Before cocktails, Reynolds was a theoretical mathematics major at Carnegie Mellon University with a robotics minor. She brings that same analytical mindset to the bar, talking about cocktails in terms of palate geometry and wavelength: how acidity pulls, where flavors sit, when a drink resolves. A cocktail, in her view, shouldn’t reveal itself all at once. “If you get everything from the first sip, it’s not done,” she says. “You want it to take you on a journey and then land solidly in the center.”
Reynolds has been a part of the Charlotte mixology scene for a number of years, with past stints including Dot Dot Dot and The Crunkleton (where she was profiled in a UP Behind the Stick piece in 2023). But it was her time working as the assistant to Ron Oleksa, corporate mixologist for the various Duckworth’s concepts and Link & Pin, where she credits her real professional growth.
“That man has the best palate of anyone I’ve ever met,” Reynolds says. “He taught me how to physically recognize on your palate what’s missing and where to bring it. When we were working on the margarita for The Loft (at Duckworth’s), we made 25 or 30 margarita variations that day, just making sure we had it down to exactly as we wanted. We put a regal orange twist in there just to get a little more of the orange flavor without needing to go too heavy. I needed a quesadilla before I drove home that day. It was a great day at work.”

It’s why today, even Reynolds’ most unconventional drinks still trace their bones back to something recognizable. “My work with Ron made it easier for me to come here and make a really strong, creative menu, but in the end, it’s about getting the foundation right. For example, the margarita I have on the menu here, the Curryosa, it’s one of our flagships. It’s a curry-tamarind margarita. It’s super fun, but at the end of the day, at its bones, it’s still a margarita. The Hong Kong on my menu, at its bones, is a porn star martini.”
At Hermanita, Reynolds has something she hadn’t fully had before: complete creative control. Owner Andre Lomeli handed her the keys and stepped back. “I can say, ‘Hey, I’m making a cheese tequila martini,’ and he’s like, ‘Don’t tell me. Just do it,’” she laughs. However, it’s the non-creative side to running the bar that Reynolds feels she’s had the most growth. “Learning more of the back-end stuff has been important and also leadership and management. It was really hard for me at first, and it’s still hard for me to discipline people when they need to, or letting people go, or just having to get on people’s booties a bit. I have a long ways to go with that still.”

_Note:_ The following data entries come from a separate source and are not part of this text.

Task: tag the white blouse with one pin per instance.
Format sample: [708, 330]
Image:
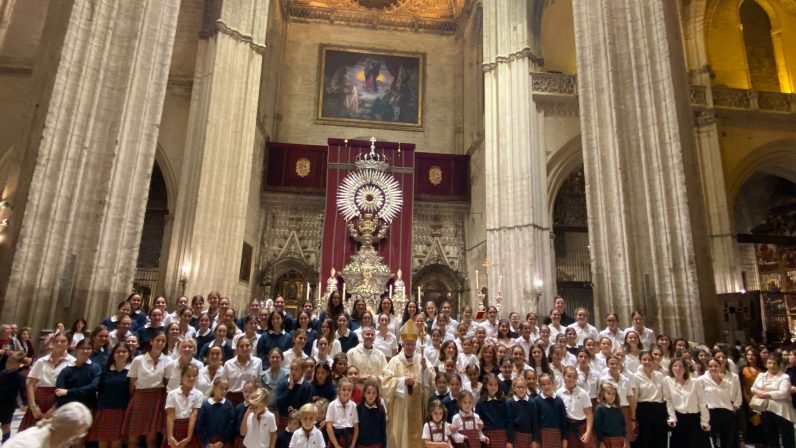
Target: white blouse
[47, 373]
[686, 398]
[183, 405]
[146, 373]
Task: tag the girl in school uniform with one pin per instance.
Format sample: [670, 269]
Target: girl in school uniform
[113, 397]
[650, 408]
[308, 436]
[259, 425]
[466, 426]
[216, 417]
[436, 431]
[182, 410]
[685, 404]
[627, 398]
[609, 423]
[243, 367]
[145, 412]
[494, 411]
[523, 413]
[579, 411]
[41, 381]
[723, 398]
[373, 416]
[342, 418]
[185, 352]
[551, 413]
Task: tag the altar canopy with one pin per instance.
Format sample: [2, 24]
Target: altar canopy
[396, 248]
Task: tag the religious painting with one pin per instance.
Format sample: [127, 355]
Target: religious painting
[370, 88]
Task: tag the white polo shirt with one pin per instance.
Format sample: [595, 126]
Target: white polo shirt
[183, 405]
[575, 401]
[147, 373]
[342, 415]
[238, 373]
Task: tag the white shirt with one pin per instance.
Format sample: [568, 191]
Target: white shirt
[441, 436]
[238, 373]
[47, 373]
[174, 373]
[576, 402]
[649, 389]
[623, 387]
[260, 430]
[723, 395]
[386, 344]
[688, 398]
[617, 339]
[342, 415]
[289, 356]
[147, 373]
[300, 439]
[646, 335]
[183, 405]
[587, 331]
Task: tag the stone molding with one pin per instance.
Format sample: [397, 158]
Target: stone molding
[525, 53]
[223, 28]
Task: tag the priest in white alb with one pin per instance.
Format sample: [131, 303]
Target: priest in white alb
[406, 385]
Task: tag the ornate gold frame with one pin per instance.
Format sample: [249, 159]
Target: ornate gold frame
[339, 121]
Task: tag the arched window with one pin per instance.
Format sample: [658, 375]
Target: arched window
[760, 56]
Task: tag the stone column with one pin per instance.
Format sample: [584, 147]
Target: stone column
[646, 224]
[81, 166]
[222, 141]
[723, 243]
[517, 218]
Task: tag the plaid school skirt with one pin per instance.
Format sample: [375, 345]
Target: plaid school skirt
[551, 438]
[473, 441]
[145, 412]
[344, 437]
[497, 438]
[523, 439]
[181, 432]
[235, 397]
[108, 424]
[614, 442]
[577, 428]
[45, 399]
[630, 436]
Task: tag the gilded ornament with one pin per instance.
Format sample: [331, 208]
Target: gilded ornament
[303, 167]
[435, 175]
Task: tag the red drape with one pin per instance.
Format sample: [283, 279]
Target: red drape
[338, 246]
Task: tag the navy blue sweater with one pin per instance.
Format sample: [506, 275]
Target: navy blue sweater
[523, 416]
[496, 415]
[81, 383]
[372, 424]
[296, 397]
[215, 420]
[551, 413]
[270, 340]
[114, 389]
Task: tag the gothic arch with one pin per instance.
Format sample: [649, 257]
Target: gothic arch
[777, 158]
[560, 165]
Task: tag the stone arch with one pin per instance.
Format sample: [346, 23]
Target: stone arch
[777, 158]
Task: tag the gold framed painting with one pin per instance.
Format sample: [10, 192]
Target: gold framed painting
[370, 88]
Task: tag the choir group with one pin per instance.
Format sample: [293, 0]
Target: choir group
[205, 375]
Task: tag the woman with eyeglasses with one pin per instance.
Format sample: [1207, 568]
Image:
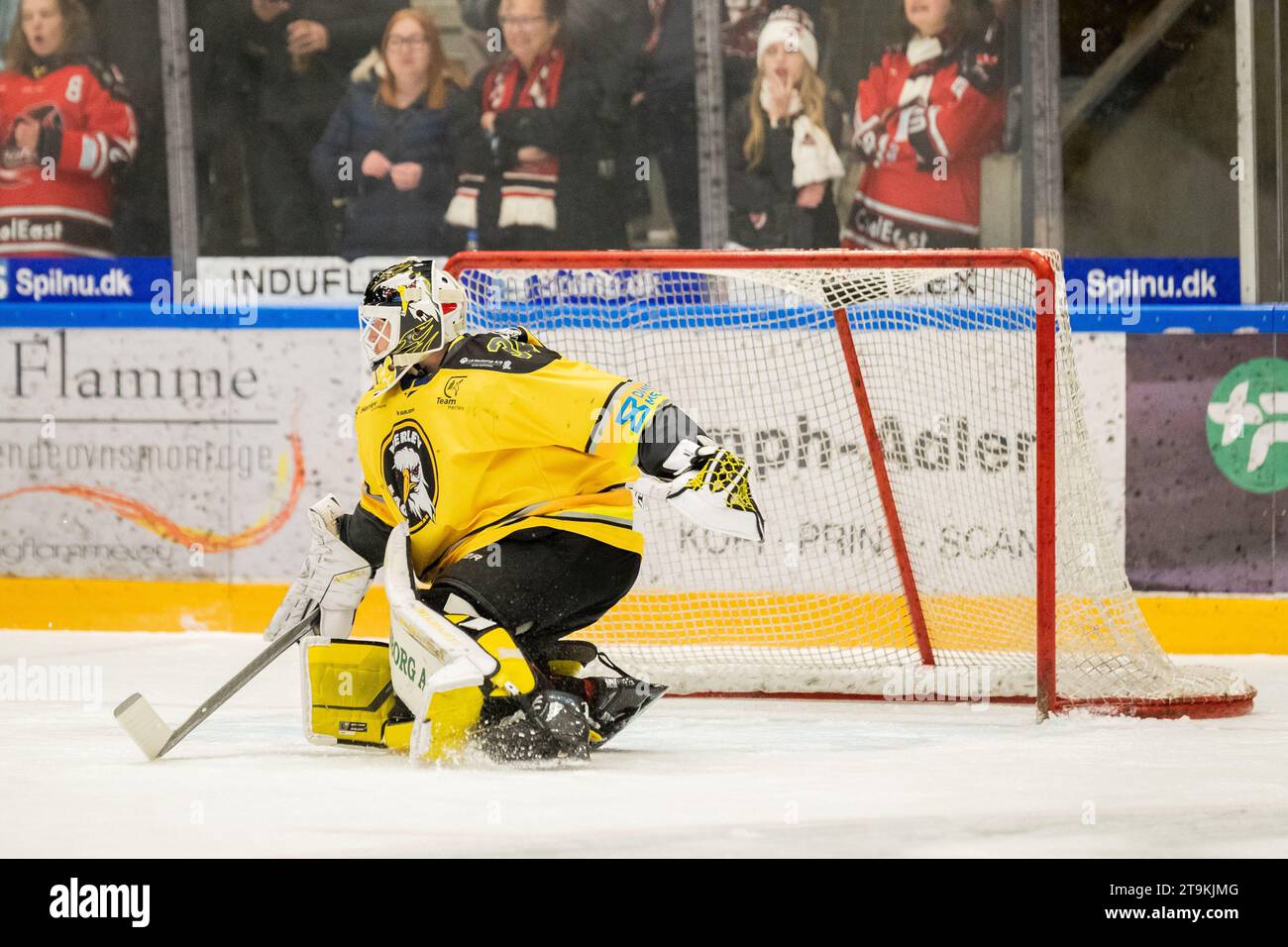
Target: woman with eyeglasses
[386, 154]
[524, 134]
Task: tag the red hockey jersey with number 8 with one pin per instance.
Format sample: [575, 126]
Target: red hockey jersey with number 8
[55, 200]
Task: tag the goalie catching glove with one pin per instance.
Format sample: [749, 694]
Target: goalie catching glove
[333, 575]
[712, 487]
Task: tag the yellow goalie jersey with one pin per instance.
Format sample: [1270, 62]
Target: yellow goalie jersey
[505, 436]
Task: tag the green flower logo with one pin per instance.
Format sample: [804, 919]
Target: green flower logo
[1247, 425]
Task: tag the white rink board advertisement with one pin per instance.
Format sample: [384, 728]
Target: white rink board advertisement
[192, 455]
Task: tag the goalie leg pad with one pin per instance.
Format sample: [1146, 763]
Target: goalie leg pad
[348, 693]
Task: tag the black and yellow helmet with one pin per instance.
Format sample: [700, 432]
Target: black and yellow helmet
[410, 311]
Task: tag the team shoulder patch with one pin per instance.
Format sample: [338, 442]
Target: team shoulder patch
[509, 350]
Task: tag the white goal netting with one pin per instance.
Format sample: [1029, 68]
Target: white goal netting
[947, 359]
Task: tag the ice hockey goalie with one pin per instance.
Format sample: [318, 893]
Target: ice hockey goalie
[498, 487]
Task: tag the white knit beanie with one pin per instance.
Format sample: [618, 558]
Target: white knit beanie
[794, 29]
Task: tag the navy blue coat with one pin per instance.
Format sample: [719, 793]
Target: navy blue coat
[378, 219]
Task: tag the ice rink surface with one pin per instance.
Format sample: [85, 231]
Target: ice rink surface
[692, 777]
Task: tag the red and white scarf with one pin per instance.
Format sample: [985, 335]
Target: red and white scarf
[527, 189]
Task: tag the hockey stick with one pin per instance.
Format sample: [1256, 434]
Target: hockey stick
[151, 732]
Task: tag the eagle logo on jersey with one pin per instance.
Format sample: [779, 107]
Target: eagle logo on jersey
[411, 474]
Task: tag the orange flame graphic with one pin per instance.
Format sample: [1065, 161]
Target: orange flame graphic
[156, 522]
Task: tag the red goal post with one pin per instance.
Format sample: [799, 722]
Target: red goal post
[1001, 281]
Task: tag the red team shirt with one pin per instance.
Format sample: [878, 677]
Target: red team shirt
[63, 208]
[911, 120]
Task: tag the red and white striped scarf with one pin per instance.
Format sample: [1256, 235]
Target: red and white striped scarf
[528, 189]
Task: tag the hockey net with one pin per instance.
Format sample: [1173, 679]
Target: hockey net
[973, 560]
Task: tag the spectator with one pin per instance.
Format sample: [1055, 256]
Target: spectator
[781, 155]
[299, 54]
[65, 131]
[8, 20]
[925, 115]
[387, 150]
[668, 94]
[606, 35]
[129, 37]
[522, 132]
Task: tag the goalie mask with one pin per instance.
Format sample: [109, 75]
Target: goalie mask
[410, 311]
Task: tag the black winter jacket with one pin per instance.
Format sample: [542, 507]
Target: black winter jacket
[378, 219]
[768, 188]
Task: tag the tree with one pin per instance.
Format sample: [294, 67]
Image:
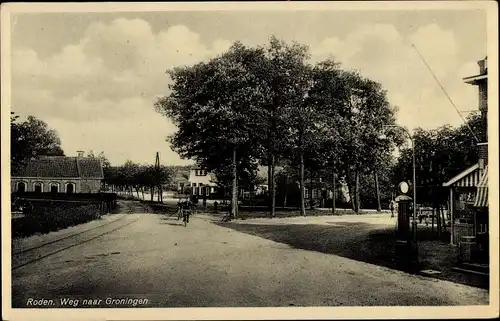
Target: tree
[214, 106]
[286, 80]
[32, 138]
[106, 167]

Although Reynolds has complete creative control, she refuses to have Hermanita be a one-mixologist band. “I really wanted all of my people to be proud to come in every day. So I made sure every bartender who wanted to got at least one cocktail placement on the menu. Even my bar back has a cocktail on the menu.”

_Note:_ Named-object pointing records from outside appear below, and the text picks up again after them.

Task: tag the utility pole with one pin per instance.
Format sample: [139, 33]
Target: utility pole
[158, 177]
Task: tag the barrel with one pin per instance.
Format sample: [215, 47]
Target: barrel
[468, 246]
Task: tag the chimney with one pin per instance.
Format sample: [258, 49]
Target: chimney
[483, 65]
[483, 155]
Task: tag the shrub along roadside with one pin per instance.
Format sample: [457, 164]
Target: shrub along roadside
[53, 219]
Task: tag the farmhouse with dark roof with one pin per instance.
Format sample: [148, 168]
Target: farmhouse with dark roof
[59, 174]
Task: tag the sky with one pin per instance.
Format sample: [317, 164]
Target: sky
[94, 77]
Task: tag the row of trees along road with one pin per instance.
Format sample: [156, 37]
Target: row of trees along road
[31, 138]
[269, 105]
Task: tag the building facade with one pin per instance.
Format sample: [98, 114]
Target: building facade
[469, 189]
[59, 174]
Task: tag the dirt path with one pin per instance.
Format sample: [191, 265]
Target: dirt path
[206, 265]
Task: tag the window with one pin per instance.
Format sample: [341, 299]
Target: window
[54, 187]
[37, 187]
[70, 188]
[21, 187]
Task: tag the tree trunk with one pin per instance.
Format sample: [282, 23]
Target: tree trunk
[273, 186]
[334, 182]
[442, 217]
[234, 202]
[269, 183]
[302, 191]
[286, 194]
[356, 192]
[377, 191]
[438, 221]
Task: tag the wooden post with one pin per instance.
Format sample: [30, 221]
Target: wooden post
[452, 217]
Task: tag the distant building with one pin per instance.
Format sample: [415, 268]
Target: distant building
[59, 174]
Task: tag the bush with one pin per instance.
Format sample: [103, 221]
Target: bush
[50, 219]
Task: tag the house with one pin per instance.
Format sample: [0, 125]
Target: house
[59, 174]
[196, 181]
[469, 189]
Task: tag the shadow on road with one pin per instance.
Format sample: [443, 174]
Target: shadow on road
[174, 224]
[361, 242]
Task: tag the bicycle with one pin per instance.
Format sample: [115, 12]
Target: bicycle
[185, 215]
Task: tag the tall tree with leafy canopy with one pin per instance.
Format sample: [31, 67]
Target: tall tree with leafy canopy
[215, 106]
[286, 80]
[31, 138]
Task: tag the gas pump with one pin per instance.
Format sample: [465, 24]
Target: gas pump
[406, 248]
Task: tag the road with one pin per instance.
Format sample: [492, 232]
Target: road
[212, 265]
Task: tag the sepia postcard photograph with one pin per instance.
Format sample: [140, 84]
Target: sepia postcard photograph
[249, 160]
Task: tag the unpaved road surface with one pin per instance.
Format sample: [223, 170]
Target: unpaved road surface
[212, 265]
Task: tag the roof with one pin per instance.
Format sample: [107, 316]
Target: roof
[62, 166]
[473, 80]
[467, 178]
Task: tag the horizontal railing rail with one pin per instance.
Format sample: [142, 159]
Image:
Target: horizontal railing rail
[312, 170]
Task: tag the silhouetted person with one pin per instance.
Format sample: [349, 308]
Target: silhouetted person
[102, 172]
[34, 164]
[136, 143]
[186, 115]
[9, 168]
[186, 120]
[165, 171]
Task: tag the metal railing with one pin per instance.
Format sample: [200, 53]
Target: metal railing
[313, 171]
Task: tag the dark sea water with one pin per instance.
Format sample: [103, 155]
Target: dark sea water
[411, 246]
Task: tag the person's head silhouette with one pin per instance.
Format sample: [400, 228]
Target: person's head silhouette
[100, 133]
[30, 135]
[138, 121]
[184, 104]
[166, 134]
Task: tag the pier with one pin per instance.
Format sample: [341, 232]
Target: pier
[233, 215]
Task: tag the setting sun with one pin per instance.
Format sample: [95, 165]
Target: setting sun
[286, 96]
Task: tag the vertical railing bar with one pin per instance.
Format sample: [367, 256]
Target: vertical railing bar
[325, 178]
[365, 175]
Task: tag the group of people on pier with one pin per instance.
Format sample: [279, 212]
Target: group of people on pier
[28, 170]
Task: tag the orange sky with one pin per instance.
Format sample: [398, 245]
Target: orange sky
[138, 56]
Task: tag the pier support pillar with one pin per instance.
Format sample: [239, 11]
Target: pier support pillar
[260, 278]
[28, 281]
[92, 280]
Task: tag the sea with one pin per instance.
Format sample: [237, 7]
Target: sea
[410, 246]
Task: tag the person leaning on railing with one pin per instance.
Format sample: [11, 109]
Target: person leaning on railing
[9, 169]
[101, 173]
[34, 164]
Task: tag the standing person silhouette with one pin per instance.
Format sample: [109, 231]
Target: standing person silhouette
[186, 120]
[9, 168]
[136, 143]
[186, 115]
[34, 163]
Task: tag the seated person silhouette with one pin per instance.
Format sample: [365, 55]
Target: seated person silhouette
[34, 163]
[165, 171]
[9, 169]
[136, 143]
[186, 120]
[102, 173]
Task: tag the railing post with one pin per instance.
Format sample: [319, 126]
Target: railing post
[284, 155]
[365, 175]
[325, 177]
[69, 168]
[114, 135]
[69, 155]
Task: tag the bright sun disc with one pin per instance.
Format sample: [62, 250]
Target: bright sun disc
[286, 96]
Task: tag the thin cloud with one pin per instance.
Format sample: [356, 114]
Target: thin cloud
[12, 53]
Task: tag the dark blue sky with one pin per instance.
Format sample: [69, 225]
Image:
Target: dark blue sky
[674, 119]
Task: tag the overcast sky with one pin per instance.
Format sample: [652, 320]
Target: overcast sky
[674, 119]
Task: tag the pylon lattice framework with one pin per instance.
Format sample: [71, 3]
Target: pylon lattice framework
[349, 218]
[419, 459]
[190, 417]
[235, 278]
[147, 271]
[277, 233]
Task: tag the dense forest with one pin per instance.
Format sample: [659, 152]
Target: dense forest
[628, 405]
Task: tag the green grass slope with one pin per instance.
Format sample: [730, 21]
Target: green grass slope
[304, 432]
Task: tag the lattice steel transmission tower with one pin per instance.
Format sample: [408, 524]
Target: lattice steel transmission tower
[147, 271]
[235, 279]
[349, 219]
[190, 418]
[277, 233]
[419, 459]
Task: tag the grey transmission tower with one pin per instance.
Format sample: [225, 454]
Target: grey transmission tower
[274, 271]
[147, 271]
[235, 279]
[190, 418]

In addition to the experience and skills she’s acquired in her various Charlotte stops, Reynolds has been a high-profile participant in a number national and international competitions, earning a number of accolades, including a Top Five finish in the USBG World Mixology Championships and a finalist in the NIKKA Perfect Serve competition which includes bartenders from the U.S., Europe, Asia, and Australia.
“Competitions remind me that the bartending community is massive,” Reynolds says. “You just see so much crazy, creative stuff from people from different bartending communities. They all have their own ways of doing things. It reinforces one of my favorite things to say which is, ‘There are 101 correct ways to do things and only a couple of wrong ways to do things. So it’s okay to explore.”

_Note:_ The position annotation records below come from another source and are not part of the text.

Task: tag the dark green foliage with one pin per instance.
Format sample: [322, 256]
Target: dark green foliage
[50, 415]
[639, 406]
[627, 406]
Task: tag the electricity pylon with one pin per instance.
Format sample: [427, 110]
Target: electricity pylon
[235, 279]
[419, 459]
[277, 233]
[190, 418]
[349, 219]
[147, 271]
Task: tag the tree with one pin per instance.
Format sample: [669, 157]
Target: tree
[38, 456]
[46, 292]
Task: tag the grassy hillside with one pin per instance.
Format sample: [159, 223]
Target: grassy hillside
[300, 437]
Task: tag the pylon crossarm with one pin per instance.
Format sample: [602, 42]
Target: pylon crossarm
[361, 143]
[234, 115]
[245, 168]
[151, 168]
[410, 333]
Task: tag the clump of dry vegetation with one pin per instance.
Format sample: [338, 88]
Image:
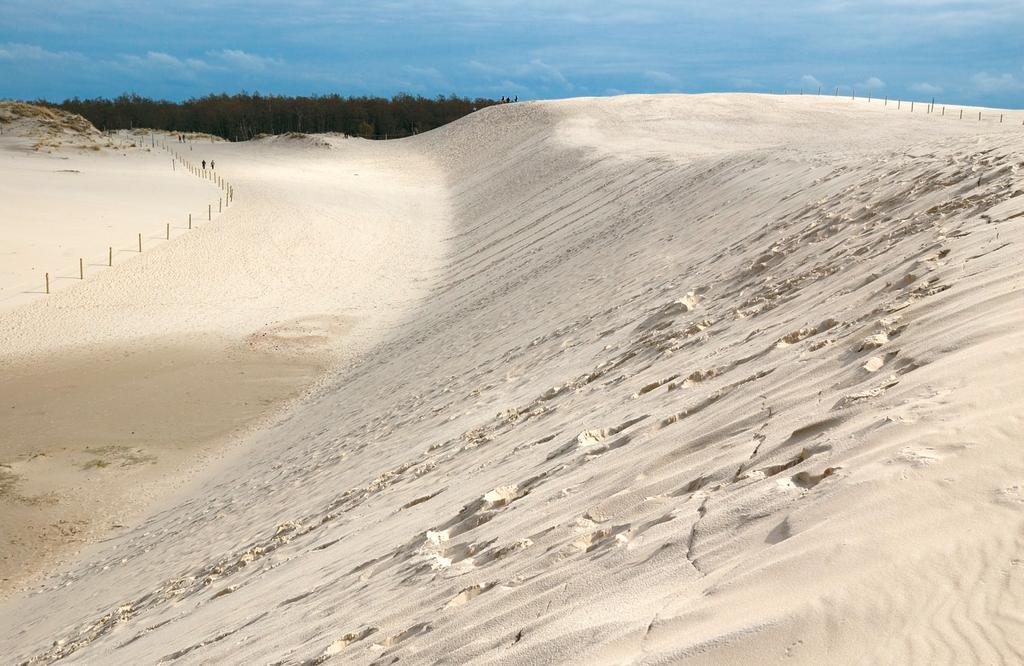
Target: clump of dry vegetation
[49, 127]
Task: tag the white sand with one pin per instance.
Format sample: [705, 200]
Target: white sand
[676, 379]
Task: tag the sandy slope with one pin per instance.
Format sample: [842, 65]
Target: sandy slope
[115, 385]
[702, 379]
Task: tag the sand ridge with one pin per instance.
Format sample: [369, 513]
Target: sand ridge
[665, 404]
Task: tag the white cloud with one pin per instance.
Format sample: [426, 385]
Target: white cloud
[536, 70]
[809, 81]
[872, 83]
[660, 78]
[239, 59]
[986, 82]
[15, 51]
[926, 88]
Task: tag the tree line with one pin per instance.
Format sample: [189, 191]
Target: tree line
[245, 116]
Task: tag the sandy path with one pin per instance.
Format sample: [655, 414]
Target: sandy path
[116, 386]
[744, 399]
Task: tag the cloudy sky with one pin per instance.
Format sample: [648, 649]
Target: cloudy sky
[955, 50]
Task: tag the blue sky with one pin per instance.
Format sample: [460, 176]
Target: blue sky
[956, 51]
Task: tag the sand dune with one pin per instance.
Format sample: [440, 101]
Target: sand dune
[672, 379]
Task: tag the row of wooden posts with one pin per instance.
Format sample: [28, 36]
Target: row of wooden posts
[899, 103]
[222, 202]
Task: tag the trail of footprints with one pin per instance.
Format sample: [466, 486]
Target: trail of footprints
[797, 464]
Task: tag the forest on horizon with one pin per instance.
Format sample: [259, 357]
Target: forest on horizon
[244, 116]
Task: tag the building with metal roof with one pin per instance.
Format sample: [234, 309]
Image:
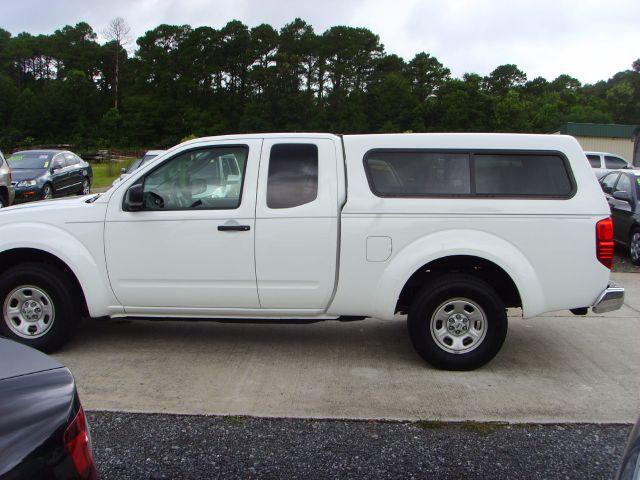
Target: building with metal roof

She also recently earned a grant from the hospitality nonprofit Another Round, Another Rally. “They did a four-part seminar with a big examination at the end. The top scorers for that get sent on trips. So I’m actually going to France next month to learn about cognac,” she says.
From mathematician to mixologist, Reynolds’ penchant for learning continues to shape a body of work that’s thoughtful, fearless, and full of effervescent joy.
“You wake up every day and choose to be miserable or not. So I just try my best to never wake up and choose to be miserable,” she says.